居酒屋で経営知識

72.ベンチマーキング

【主な登場人物】
ジン(北野):主人公 サラリーマンの傍ら経営コンサルタントをしている
黒沢:居酒屋みやびの大将 酒と和食へのこだわりが強み
由美:居酒屋みやびの看板娘 黒沢の姪
雄二(鳶野):ジンの幼なじみ ジンの応援で起業を目指している
大森:みやびの常連 地元商店街の役員

(前回まで:コトラーの3層モデルで考えてみました。中核部分・実態部分・付随部分の3層として見てみると言うことでしたね。それ以上に、みやびのちゃんこ鍋がうまそうでした)

 鍋は具から出汁を取っているプロセスの途中だと言った人がいたことを思いだした。
 
「大将。大将の鍋は、元々の出汁が強みだと思うんですけど、それで魚や野菜、肉なんかを煮込むと、それらのうまみも出汁に混じり合うわけですよね。入れる具も大事なんでしょうね」

「そりゃ相性はありますよ。具に出汁がしみこむと同時に、具のうまみが出汁に加わるわけですから。うちの場合、他の店に較べて出汁が淡泊になっていると思いますよ。そのために、白菜よりキャベツの甘みを加えることにしたんです」

 大森さんも質問したくてうずうずしていたようだ。

「黒さんの鍋は、あれだよね。鍋の師匠がいて、それを盗んだんだよね。一度、この店に顔を出していた長井さんだったっけね」

「昔は、今みたいにレシピなんて作ってくれませんでしたからね。同じ材料を入れてもまったく違う味になることもざらでした。どうしてもわからなかったので、有名な鍋の店を食べ歩きしました。特に、高級鍋料理の店なんかは、無理やり厨房に押しかけて叩き出されたりしたものです。そこで厨房の見える場所に陣取って、作業の様子をメモしたりもしましたね」

「なるほど。師匠に教えてもらったというより、自分でベストプラクティスを探してベンチマーキングをしたようですね」

 大森さんも目を白黒させてしまった。

「ジンさん、また、ややこしいことを言いだしたね。ベストを着てベンチに座っているオヤジってことじゃないよね。」

 由美ちゃんがプッと吹き出した後を取り繕うように質問してきたのは、予想通りだったが。

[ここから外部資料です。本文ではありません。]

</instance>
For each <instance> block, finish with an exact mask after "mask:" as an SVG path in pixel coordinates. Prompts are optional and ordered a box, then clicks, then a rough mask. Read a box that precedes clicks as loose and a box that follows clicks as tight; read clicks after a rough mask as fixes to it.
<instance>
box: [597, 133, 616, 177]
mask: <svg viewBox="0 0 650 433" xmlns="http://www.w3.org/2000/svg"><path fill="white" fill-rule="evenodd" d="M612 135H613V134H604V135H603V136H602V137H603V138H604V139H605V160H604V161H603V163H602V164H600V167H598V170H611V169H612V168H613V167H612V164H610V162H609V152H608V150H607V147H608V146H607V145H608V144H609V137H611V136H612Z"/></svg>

「おじさんが、他の店を調べてまわったことを言っているようね。そのベストとかベンチとかって」

「そうだね。大将が自分と師匠の鍋についてのプロセスに何か違いがあるはずだと考えたわけだけど、その解決のために、外に目を向けたのが、まずすごいことだね。その上で、業界での最高と思われる事例を調査し、自分のプロセスや内容の違いを比較分析したんだと思うんだ。この最高の事例をベストプラクティスと言っているんだ。そして、比較分析をして改善のポイントを探ることがベンチマーキングというわけだ」

「そうすると、最高の鍋料理の店をベンチマーキングすると言うのは、そのプロセスをマネすると言うことになるのかな?」

「そこはちょっと違うね。マネをするだけなら、大将は自分の師匠のマネをすればいいわけだ。それを、外に目を向けて、優良な事例を調査して、何らかの違いを見つけ出したんだと思うんだ。それを、自分のやり方の改善点として何らかの目標を設定して、改善しながら自分のものにしていったんだと思うよ」

 大将も当時を思い出すように頷いてくれた。

「他店の鍋を、味と作業の流れをミックスして見てきたこととと特にそれをメモしたことが後につながったかもしれません。闇雲にマネするだけじゃなく、自分のやり方と何が違うのかを比較して、実際にどう変わったかを記録したりしました。今もその時のメモは持ってますよ」

「やっぱりなあ。黒さんの鍋には単にうまいだけじゃない何かがあると思っていたよ」

「大森さん、誉めすぎですよ。でも、そうやって皆さんが誉めてくれるのが今の味を作っているかもしれませんねえ」

 店内にちゃんこ鍋の汁をすする満足げな音が広がっていった。
 
(続く)

《1Point》
ベンチマーキング

 ビジネスプロセスの改革や改善を進めるために、ある分野での最高水準の組織の活動をベストプラクティスとして調査分析します。
 
 その比較分析から自社のあるべき姿を設定し、目標の数値化を行い、継続的に進捗を評価しながら改善につなげるという考え方です。
 
 数値化した指標(目標)をベンチマークと呼び、この設定が重要となります。